You can't drain an aquifer without consequences
There are locations throughout the world today where people are suffering from declining access to water because aquifers are drained faster than they can recharge. The idea of greening the Sahara by, effectively, draining an aquifer might result in a green Sahara... but it will create deserts elsewhere.
The truth is that if we account only for current technology, each and every attempt to radically redistribute a water source has resulted in bad things. Take, for example, the Aral Sea. Formerly the fourth largest lake in the world and once the breadbasket for a region with a strong economy that included everything from food to recreation, the Soviets diverted almost all of the water from its sources to irrigate (aka, "green") Uzbekistan. The irrigation project succeeded! But it drained the lake to about 10% of its former glory and caused all kinds of problems with toxic salinity.
A Worldbuilding Solution
There is plenty of water to do everything humanity can imagine... if you can just get the salt out of it and transport it efficiently. The end result might be a much cloudier planet... which means less sunlight on the ground... which might actually kill everything (that's be just our luck...). But let's ignore all that.
Invention of the day!
I propose a practical fission/fusion/antimatter/whatever power plant big enough to provide energy for disintegration-level recycling and in need of a ferocious amount of water to keep it both cool and under control.

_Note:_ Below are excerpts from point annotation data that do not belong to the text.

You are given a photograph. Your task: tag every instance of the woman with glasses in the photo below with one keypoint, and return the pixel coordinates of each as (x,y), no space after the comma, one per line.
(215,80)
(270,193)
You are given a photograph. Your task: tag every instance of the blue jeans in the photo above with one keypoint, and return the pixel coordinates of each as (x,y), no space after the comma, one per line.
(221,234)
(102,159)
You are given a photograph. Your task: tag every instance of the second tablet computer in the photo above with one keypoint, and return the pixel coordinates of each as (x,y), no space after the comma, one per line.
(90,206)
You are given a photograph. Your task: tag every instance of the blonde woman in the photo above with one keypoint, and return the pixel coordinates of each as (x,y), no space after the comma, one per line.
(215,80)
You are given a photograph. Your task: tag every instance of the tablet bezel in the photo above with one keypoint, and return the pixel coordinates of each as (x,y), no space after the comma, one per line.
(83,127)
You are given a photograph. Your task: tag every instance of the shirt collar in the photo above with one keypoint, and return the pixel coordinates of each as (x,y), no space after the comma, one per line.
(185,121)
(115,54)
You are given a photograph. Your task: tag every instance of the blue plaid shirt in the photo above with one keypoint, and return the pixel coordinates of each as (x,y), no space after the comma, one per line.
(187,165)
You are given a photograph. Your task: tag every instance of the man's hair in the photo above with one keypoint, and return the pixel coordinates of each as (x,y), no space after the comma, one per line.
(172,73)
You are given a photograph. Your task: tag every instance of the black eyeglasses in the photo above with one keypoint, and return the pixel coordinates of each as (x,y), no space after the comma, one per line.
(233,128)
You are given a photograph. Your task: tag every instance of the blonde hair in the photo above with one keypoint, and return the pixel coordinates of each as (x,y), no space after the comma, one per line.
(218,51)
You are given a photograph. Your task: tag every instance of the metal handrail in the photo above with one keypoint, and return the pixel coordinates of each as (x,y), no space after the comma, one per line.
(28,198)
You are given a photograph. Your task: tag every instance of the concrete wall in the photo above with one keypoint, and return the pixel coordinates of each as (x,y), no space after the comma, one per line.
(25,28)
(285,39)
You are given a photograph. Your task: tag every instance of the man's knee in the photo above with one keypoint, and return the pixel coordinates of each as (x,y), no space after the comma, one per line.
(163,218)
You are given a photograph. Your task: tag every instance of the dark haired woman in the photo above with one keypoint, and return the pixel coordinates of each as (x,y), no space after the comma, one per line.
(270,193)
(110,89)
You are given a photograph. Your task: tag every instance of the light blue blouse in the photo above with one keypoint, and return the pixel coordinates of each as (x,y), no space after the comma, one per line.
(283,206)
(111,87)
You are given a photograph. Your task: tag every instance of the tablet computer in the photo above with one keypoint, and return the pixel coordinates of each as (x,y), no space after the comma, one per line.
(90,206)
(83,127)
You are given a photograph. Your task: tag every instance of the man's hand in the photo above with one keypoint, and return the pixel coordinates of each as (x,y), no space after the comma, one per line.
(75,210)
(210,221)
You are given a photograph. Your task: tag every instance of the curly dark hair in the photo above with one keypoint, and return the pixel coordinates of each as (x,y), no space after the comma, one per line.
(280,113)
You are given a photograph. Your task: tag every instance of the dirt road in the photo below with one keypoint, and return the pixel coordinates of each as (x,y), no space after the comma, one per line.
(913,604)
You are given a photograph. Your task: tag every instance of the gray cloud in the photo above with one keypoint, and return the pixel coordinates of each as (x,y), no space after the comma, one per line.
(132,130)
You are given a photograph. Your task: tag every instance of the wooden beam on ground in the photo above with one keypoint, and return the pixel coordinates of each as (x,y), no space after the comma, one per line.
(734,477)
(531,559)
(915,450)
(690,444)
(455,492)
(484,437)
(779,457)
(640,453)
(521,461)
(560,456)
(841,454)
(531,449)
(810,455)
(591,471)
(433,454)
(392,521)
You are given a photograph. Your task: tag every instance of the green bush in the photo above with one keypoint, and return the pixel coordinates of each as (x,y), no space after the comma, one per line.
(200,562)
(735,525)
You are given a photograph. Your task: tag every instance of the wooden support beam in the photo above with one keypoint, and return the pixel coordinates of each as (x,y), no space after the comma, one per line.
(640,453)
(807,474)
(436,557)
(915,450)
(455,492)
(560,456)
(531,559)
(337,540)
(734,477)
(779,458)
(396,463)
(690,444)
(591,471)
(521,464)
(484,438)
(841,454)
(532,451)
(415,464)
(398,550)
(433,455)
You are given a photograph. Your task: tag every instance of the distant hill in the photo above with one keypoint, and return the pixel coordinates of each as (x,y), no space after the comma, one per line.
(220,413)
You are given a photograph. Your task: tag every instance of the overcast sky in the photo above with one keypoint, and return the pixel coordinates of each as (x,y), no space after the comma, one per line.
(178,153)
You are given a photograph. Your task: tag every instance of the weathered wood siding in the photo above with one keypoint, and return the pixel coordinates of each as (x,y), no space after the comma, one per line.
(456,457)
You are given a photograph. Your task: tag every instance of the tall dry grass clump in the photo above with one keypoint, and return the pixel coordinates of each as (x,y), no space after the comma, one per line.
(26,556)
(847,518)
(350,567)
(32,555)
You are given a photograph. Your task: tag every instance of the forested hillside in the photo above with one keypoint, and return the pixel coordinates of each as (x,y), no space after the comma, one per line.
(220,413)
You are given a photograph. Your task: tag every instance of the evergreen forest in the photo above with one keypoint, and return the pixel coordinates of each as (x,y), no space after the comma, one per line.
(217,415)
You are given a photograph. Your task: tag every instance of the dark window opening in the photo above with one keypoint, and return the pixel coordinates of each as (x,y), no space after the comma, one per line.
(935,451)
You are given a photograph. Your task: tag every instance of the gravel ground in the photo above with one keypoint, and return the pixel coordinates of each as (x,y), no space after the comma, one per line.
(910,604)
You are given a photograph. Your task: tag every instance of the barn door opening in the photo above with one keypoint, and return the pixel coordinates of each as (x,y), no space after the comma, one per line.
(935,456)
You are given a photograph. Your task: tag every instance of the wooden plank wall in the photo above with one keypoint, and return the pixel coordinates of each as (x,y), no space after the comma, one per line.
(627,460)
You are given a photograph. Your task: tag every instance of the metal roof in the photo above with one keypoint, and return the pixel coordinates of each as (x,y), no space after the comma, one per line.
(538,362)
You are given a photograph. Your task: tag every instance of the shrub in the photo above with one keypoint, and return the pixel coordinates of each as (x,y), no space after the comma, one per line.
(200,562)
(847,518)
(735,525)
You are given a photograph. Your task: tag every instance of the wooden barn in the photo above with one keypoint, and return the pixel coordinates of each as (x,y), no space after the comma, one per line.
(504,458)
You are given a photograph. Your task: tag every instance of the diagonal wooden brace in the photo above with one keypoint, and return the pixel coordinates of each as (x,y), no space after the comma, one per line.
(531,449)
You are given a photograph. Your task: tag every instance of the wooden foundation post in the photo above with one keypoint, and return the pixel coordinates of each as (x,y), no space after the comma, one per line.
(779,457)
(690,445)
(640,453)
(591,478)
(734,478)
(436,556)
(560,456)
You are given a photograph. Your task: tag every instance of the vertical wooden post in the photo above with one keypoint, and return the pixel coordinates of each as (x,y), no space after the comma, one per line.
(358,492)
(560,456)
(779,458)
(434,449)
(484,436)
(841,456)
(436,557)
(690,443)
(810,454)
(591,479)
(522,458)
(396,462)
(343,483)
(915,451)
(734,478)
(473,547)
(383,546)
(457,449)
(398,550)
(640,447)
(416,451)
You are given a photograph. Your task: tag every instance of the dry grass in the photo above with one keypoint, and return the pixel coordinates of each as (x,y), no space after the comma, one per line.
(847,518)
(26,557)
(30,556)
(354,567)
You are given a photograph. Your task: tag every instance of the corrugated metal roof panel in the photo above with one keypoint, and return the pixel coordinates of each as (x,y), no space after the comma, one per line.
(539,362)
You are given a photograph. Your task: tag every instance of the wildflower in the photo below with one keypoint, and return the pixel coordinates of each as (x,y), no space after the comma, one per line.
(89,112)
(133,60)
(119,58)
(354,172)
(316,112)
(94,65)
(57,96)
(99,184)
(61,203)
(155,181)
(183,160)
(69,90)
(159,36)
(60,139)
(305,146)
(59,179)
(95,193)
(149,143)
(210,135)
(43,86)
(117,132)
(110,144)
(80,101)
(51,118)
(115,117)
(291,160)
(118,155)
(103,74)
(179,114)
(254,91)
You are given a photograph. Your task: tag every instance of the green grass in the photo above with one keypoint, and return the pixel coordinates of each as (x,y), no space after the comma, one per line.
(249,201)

Sea water... and a honking lot of it... is brought in to cool the system. The process wonderfully results in desalinated hot water, which is pumped to massive cooling lakes (not ponds... lakes...) creating an entirely new ecosystem with tons of available water.
Place these power plants strategically so that the water is captured efficiently as lakes, creating freshwater rivers and streams back to the ocean.
And thus we have a green Sahara. Oh, it would take forever to get the Sahara to green up. The world is full of lakes and reservoirs (e.g., Utah's Strawberry Reservoir) that are full of water and surrounded by nothing more green than sagebrush... (After fifty years there's still nothing more green than sagebrush around Strawberry Reservoir.) The point I'm making is that water is only one of a bunch of things you need to get grass and trees — and deserts lack pretty much all of them.
But that's the subject of another question.
Ocean water + cheap desalination = green Sahara... eventually.